The results from the initial trial are anticipated in the middle of this year, with the results from the second study expected soon thereafter.
The FIT program features two similar studies of 75 patients each, who will be diagnosed with persistent or chronic ITP, and have blood platelet counts below 30,000 per microliter of blood.
The patients will be treated for 24 weeks. The primary efficacy endpoint of the program is a stable platelet response by week 24 with platelet counts at or above 50,000 per microliter of blood for about four of the last six qualifying blood draws.
Rigel has secured orphan drug designation from the US Food and Drug Administration for fostamatinib, oral spleen tyrosine kinase inhibitor, to treat patients with ITP.
The company said in patients with ITP, the immune system attacks and destroys the body’s own blood platelets, which play a key role in blood clotting and healing.

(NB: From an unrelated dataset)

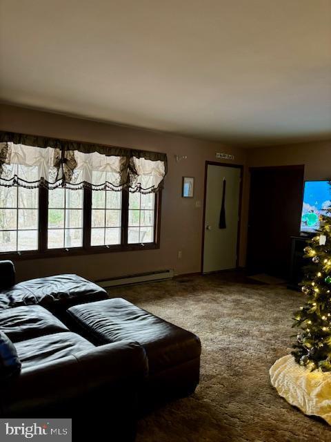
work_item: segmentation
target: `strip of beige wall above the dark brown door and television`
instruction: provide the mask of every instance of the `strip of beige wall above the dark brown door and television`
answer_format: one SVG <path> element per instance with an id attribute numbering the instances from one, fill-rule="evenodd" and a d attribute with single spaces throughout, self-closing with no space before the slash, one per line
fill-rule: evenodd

ITP patients can experience extraordinary bruising, bleeding and fatigue due to low platelet counts. The existing therapies for ITP are steroids, blood platelet production boosters and splenectomy.
Rigel Pharmaceuticals is engaged in the discovery and development of novel, targeted drugs in the therapeutic areas of immunology, oncology and immuno-oncology.
Apart from fostamatinib, Rigel is also undertaking a phase 2 clinical trial for IgA nephropathy. A phase 2 clinical trial for autoimmune hemolytic anemia is planned to be undertaken laster this year.